Optical coherence tomography (OCT) is a non-contact, optical imaging modality that provides high-resolution cross-sectional images of the various layers of the anterior and posterior eye. In recent years, OCT has become the standard of care for diagnosing and monitoring therapy for many ophthalmic diseases, including age-related macular degeneration and diabetic retinopathy. OCT is also commonly used to aid in ophthalmic surgical planning and post-operative assessment, and more recently, has been used perioperatively via handheld probes mounted to the surgical microscope. Intrasurgical OCT systems integrated directly into the optical train of the surgical microscope are rapidly making their way to the clinic.
Each year, over 20 million ophthalmic surgeries are performed worldwide. Indications for ophthalmic surgery include potentially blinding diseases, such as cataracts, diabetic retinopathy, macular disease, and retinal detachment. Surgeons performing these delicate procedures are challenged by the translucent nature of tissues in the eye, making it nearly impossible to visualize microstructural changes during surgery. The high-resolution cross-sectional information provided by OCT is a natural complement to the microsurgical environment of an ophthalmic operating room. Intrasurgical OCT offers the surgeon the ability to see the microstructure of the eye in a way not possible with conventional surgical microscopes. By improving tissue visualization and providing surgical feedback, intraoperative OCT will enhance surgical precision, decrease surgical trauma, aid in surgical decision-making and ultimately improve functional and anatomical outcomes
Preliminary research supports the utility of intrasurgical OCT and suggests that it may yield critical information regarding disease processes and the impact of surgical maneuvers, and thus aid surgical decision-making. Several surgical ophthalmic conditions have already been examined using intraoperative and perioperative imaging, including optic pit-related maculopathy, epiretinal membranes (ERM), macular holes, retinal detachments, and cataract surgery. Preliminary research has also shown that intrasurgical OCT can allow the surgeon to visualize the ultrastructural impact of a surgical maneuver on the tissue of interest. Documented changes in retinal architecture following ERM removal reveal alterations in retinal contour and, in some cases, microneurosensory retinal detachments. Intraoperative OCT during macular hole surgery has demonstrated changes in hole configuration following removal of the internal limiting membrane (ILM). Additionally, subclinical residual membranes have been identified that can be addressed during surgery. Finally, during intraocular lens (IOL) implantation, intraoperative OCT can be used to identify residual lens epithelial cells (LECs) in the posterior capsule, and also to evaluate adhesion of the posterior lens capsule to the IOL. Complete removal of residual LECs and good capsule-IOL adhesion are correlated with lower incidence of posterior capsule opacification, which occurs in as many as 30% of patients following cataract extraction.
Imaging of the ocular field in surgery benefits from a large depth of field in order to see the total physical extent of patho-physiology and trauma, to allow visualization of surgical instruments within the surgical field, and to allow the for the image OCT image to remain in view as the patient is subject to the various surgical manipulations that cause motion of the physical structure of the eye. Furthermore, the medium of the eye may become cloudy as the vitreous is stirred. For anterior imaging of the cornea and crystalline lens it is of specific interest to acquire deep images in order to visualize the entire affected optical structure during cornea and cataract surgeries. Surgical procedures require image depth and signal to noise improvement beyond the requirements of standard clinical diagnostic imaging.

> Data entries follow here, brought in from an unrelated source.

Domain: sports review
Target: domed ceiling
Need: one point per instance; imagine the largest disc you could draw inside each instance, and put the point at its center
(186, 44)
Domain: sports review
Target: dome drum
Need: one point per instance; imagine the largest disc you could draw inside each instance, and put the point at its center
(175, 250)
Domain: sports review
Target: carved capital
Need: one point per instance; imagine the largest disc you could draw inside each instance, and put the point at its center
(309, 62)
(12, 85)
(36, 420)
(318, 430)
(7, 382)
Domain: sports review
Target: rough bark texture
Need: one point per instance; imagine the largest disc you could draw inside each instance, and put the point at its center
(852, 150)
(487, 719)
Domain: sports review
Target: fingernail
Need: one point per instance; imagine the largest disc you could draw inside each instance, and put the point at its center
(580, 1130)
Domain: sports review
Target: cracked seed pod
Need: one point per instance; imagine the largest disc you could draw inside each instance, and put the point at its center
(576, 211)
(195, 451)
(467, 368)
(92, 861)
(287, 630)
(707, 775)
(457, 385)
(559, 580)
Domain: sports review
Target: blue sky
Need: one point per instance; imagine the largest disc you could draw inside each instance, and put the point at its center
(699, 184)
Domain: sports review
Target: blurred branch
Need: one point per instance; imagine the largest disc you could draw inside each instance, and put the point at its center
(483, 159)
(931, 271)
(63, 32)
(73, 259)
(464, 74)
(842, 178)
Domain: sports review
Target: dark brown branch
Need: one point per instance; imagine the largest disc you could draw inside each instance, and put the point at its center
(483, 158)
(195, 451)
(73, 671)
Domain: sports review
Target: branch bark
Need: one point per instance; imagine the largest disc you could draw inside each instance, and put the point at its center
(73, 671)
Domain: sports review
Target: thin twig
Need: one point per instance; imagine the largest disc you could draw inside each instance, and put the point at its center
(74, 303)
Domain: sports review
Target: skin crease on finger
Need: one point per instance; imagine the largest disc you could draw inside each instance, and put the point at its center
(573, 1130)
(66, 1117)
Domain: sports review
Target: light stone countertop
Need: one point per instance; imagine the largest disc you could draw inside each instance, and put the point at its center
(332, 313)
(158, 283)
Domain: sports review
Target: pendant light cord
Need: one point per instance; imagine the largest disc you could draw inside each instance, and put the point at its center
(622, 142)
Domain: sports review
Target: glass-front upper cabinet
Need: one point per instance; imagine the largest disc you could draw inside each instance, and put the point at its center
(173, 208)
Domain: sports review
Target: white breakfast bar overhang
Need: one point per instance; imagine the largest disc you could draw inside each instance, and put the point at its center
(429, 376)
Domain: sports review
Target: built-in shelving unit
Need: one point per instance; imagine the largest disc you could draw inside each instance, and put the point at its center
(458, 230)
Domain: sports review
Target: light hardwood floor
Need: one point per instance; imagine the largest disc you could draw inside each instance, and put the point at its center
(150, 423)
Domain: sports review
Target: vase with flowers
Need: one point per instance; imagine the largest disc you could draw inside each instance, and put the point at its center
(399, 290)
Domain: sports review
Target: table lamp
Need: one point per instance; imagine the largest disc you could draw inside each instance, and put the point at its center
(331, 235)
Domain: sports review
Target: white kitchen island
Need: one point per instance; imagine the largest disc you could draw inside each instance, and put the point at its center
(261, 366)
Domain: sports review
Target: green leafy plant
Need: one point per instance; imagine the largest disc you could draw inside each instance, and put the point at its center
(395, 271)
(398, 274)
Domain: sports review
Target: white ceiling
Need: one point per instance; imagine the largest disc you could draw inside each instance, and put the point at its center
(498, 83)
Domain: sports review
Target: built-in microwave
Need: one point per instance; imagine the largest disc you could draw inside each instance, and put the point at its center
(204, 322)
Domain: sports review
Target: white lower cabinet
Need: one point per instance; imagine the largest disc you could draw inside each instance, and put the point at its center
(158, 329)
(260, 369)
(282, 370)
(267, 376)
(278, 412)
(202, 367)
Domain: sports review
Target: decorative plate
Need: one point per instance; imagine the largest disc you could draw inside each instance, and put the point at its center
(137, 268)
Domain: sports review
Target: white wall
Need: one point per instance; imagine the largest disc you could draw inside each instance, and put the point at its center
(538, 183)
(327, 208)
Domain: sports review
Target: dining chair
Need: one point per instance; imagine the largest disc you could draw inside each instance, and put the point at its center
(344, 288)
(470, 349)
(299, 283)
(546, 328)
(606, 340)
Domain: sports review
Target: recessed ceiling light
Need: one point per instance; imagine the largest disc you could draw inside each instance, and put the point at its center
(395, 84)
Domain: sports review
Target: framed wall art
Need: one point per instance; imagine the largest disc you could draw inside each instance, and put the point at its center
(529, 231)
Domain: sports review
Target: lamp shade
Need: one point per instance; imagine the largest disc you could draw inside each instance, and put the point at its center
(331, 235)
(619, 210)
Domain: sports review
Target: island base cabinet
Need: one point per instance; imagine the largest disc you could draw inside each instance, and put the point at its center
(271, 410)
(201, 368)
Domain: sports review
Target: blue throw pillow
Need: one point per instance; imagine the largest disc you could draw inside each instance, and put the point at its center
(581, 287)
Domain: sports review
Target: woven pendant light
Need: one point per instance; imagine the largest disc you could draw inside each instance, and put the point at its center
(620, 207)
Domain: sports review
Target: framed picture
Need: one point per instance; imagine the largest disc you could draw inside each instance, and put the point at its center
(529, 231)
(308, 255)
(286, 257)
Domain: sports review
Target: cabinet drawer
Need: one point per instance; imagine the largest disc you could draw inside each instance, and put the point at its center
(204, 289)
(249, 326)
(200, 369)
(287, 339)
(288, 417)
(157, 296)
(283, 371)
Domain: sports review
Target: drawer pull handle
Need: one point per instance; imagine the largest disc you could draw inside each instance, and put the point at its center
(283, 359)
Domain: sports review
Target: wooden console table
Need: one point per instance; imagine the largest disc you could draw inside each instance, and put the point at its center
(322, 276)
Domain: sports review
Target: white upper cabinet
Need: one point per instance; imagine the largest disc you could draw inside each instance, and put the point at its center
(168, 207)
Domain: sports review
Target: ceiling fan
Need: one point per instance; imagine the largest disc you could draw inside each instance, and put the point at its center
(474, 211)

In an article by Ruggeri et al entitled Imaging and full-length biometry of the eye during accommodation using spectral domain OCT with an optical switch, a reference arm switching technique is proposed to improve image depth in Fourier domain OCT (FDOCT), taking advantage of the nature of the Fourier domain signal processing. The signal to noise ratio (SNR) of Fourier domain images increases with distance from the path-matched, or direct current (DC) position of the image. Acquiring one image with the reference position on the proximal side of subject region and summing with a second image acquired with the reference position on the distal side of a subject region achieves the dual objectives of averaging to improve SNR generally, and balancing the SNR across the range of the image.
In order to be practically deployed, systems with reference arm switching function must operate in real-time, with image acquisition, image-pair rotation, registration, stitching and display occurring with minimum latency. These tasks require both rapid switching and fast and accurate registration algorithms.